See Testo Limited “Returns Policy” for further details;
a) Return conditions
i) The following conditions apply to and are deemed to be incorporated in all orders, contracts, quotations and tenders for the supply and sale of goods by the Company. These conditions supersede any terms and conditions contained in any Customer’s order unless otherwise agreed in writing by the Company.
ii) This policy only applies to goods purchased direct from The Company and where goods are purchased indirectly then please contact the original supplier.
iii) No goods shall be accepted back by The Company unless a “Returns note” has been completed. “Returns notes” are completed by Testo Limited and a “Returns note number” shall be provided which must be clearly indicated on the Customers/Distributors paperwork accompanying the goods.

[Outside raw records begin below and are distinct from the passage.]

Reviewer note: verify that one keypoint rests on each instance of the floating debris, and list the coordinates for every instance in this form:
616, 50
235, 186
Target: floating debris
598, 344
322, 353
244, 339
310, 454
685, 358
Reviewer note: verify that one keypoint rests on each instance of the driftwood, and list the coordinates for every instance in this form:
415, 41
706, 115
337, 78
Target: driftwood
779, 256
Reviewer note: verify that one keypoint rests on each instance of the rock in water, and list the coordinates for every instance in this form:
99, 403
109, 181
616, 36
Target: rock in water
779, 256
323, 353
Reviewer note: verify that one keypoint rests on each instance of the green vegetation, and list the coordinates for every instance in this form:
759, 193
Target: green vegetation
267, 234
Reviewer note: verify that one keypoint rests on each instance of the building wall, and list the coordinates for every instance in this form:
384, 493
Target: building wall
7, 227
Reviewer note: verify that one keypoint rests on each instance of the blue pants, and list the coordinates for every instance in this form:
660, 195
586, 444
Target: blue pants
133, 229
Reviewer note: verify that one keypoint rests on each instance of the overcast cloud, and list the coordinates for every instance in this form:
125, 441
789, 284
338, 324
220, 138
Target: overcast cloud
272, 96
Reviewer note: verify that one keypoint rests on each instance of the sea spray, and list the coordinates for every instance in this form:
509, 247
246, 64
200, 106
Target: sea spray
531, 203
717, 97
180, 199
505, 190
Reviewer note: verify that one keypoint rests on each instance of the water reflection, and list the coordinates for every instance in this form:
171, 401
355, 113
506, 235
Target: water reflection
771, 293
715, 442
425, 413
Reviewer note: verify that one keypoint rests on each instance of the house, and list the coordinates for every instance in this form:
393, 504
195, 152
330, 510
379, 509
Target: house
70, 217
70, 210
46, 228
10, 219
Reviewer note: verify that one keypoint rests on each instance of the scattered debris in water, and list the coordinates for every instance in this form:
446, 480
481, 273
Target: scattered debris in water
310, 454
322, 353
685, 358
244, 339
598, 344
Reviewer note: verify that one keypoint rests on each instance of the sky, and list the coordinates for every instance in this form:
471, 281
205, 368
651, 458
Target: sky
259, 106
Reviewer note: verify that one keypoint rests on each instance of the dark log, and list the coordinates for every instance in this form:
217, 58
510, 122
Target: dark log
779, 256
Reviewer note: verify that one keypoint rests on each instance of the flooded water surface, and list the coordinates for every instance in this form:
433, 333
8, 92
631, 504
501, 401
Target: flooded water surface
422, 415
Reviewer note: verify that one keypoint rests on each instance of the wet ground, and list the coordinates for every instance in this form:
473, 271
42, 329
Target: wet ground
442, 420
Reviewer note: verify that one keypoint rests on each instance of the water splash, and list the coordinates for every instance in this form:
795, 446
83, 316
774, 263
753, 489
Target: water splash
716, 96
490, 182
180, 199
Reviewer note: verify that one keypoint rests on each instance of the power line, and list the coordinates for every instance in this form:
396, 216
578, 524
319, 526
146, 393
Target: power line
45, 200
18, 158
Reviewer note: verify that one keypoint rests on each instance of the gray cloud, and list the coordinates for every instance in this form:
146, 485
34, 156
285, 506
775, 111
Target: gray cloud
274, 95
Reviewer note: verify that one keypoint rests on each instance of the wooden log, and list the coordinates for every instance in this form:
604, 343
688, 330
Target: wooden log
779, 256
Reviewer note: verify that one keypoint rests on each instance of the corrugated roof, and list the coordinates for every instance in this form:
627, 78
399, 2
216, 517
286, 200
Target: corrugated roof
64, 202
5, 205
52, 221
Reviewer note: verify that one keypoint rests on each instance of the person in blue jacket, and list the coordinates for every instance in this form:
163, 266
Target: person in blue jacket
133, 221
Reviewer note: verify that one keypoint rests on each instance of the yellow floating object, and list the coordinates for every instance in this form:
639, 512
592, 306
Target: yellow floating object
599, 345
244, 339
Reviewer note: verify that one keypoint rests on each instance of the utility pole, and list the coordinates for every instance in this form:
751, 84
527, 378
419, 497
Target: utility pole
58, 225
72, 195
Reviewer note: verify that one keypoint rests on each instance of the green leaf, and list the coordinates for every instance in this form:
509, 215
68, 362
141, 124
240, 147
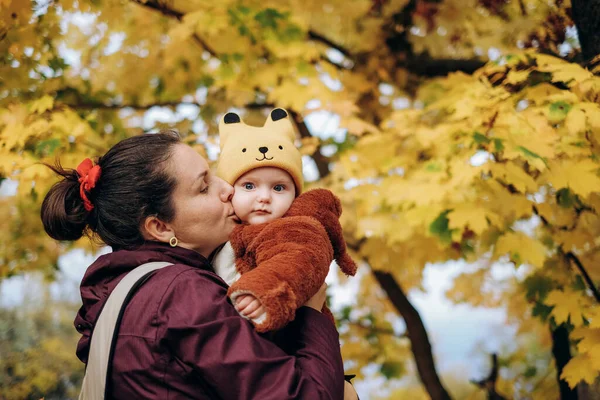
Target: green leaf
558, 111
392, 369
439, 227
530, 153
565, 198
47, 147
541, 310
498, 145
538, 286
268, 18
480, 138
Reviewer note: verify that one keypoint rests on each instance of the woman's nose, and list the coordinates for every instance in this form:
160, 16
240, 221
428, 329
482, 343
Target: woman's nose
226, 191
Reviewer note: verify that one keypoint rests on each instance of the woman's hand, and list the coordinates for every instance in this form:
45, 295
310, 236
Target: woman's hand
349, 391
249, 306
318, 300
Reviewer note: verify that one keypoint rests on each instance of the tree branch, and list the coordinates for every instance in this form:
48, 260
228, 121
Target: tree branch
572, 257
586, 15
417, 334
425, 66
163, 9
317, 37
489, 383
140, 107
562, 355
320, 160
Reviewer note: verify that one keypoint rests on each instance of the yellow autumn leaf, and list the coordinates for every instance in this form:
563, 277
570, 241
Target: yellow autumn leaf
566, 304
579, 176
576, 121
512, 174
578, 369
42, 104
521, 248
468, 216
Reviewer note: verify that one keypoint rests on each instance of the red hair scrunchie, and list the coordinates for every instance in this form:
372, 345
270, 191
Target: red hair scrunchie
88, 176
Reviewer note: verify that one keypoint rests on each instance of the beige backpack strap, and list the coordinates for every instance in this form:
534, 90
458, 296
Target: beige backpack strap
94, 381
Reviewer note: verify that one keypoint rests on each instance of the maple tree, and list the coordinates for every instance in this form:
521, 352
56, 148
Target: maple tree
471, 131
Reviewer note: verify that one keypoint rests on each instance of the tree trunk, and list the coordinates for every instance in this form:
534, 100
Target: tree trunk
586, 15
562, 354
417, 334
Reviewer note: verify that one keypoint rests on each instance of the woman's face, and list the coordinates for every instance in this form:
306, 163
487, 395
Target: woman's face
204, 216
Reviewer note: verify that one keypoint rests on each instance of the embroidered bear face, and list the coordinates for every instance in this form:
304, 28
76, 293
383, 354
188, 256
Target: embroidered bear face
245, 147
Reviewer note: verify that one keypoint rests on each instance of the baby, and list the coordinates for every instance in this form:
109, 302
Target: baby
279, 257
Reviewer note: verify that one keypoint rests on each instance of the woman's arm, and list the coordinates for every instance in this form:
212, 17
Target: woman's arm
203, 330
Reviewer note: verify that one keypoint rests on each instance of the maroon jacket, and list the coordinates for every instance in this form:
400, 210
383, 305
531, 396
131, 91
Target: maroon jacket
180, 337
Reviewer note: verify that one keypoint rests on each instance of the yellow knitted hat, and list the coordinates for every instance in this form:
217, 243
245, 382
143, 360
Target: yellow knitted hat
245, 147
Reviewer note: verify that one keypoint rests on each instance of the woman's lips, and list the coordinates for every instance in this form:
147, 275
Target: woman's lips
261, 212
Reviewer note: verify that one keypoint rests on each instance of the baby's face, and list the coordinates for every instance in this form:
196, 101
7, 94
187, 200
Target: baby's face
262, 195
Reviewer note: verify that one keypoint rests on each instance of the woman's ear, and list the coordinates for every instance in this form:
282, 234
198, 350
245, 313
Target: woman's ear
155, 229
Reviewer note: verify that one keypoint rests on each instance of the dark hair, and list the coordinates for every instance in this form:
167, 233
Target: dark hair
133, 185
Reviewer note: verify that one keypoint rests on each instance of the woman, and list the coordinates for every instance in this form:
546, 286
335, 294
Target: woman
152, 198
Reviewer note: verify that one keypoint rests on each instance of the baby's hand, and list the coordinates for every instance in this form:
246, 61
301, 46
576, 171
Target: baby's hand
249, 306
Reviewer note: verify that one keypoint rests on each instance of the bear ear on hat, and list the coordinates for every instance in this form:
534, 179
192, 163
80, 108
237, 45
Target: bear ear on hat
229, 123
280, 120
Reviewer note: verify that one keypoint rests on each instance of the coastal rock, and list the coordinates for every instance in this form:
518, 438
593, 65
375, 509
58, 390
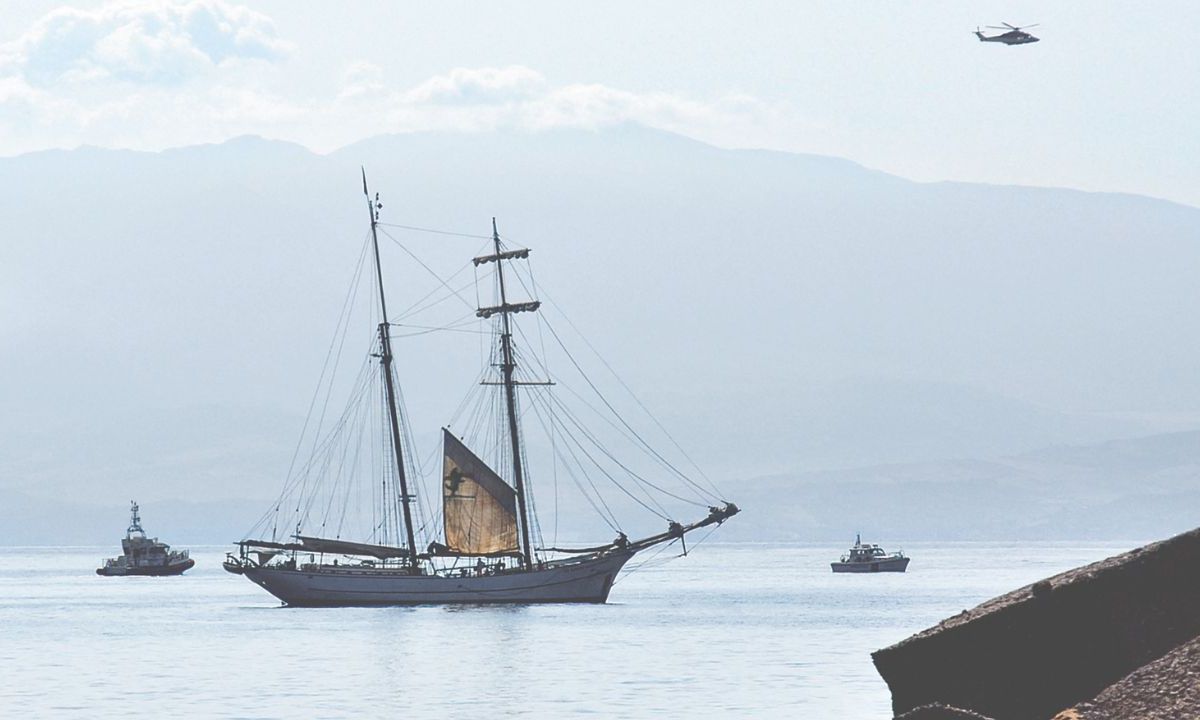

b) Returning Unwanted Product
i) You have the right to cancel your order within a period of 14 working days.
ii) The period of 14 working days begins on the day after the day you receive your goods. Please be aware that your right to cancel does not apply to certain goods that we sell, for example, items made to order and/or calibration
iii) Services ordered with or without product. You must inform us of your wish to cancel in writing either by letter or email within the period of 7 working days.
iv) All products must be returned within 14 days of the original notification else the Company reserves the right to reject the return.
v) All goods returned to us must be in their original packaging and must be unused and in a saleable condition with a copy of your delivery note. A restocking fee of 20% of the purchase price will apply in all other instances where these conditions are not met.
vi) For orders cancelled where notification has occurred after the 14-day period the Company reserves the right to charge the Customer for all costs incurred and a restocking fee of 20% of the purchase price shall apply.
viii) The Company reserves the right to charge the Customer for all costs incurred on cancelled orders.
ix) All quotations given and sales made are upon the condition that although goods supplied are of sound commercial quality, the Company can accept no liability as to their suitability for any purpose other than that specified in writing or prior to the time of sale.
All returned products will be subjected to an inspection and/or test(s) to establish the condition of the goods before a refund, repair or replacement can be offered. We commit to providing a formal response within 48 hours of receiving the returned goods.
The Company undertakes under warranty at its option to either replace or repair any goods sold or supplied in the following circumstances only:
a) Where the goods do not correspond to any written identifying description applied to them.
b) Where the goods prove to be defective and not fit for their ordinary purposes within the documented warranty period as detailed in the product manual.
c) The term “Defective” means failure due to a manufacturing fault or design error and does NOT mean any accidental damage or general wear of the instrument in normal use. Test and Inspection of the goods shall take place as described below.
d) Warranty conditions and warranty periods are defined in the documentation supplied with your product. Under warranty conditions The Company will not issue a full refund unless in exceptional circumstances.
e) Distributor Warranty Conditions
i) Product that is sold through distributors will be subject to an additional 3 months warranty in addition to that which is described in the product documentation. (Warranty plus 3 months) This additional 3 months is to allow for delivery to, storage by and sale of the product by the reseller.
Goods must be examined forthwith on delivery. The Company shall replace any goods damaged or lost in transit to the place of delivery provided such damage or loss is reported to the Company within 7 working days of such delivery, No other liability shall be accepted by the Company in respect of any such damage or loss, any rejection of the goods on any other grounds must be communicated to the Company within 14 working days.
Carriage charges will be invoiced to the Customer at rates which shall be determined by the Company from time to time unless specifically excluded in writing. When part deliveries are made on the Customer's instruction the same conditions apply as for whole and complete deliveries.
In relation to goods sold outside the UK, the Channel Islands, the Isle of Man or the Republic of Ireland, risk in the goods shall pass to the Customer when they leave the Company's warehouse. Shipping and insurance shall be payable by the Customer but will be managed by the Company unless otherwise agreed, The Customer is responsible at its own expense for obtaining any license and complying with any export regulations in force within the UK or Republic of Ireland and any country for which the goods are destined. Certain goods imported from the United States of America by the Company are subject to specific restrictions. The Company reserves the right not to supply certain customers or countries and to require from the Customer full details of the end use and final destination of the Goods.
The formation, existence, construction, performance, validity and all aspects of the contract between the Customer and the Company shall be governed by English law and the parties submit to the exclusive jurisdiction of the English courts.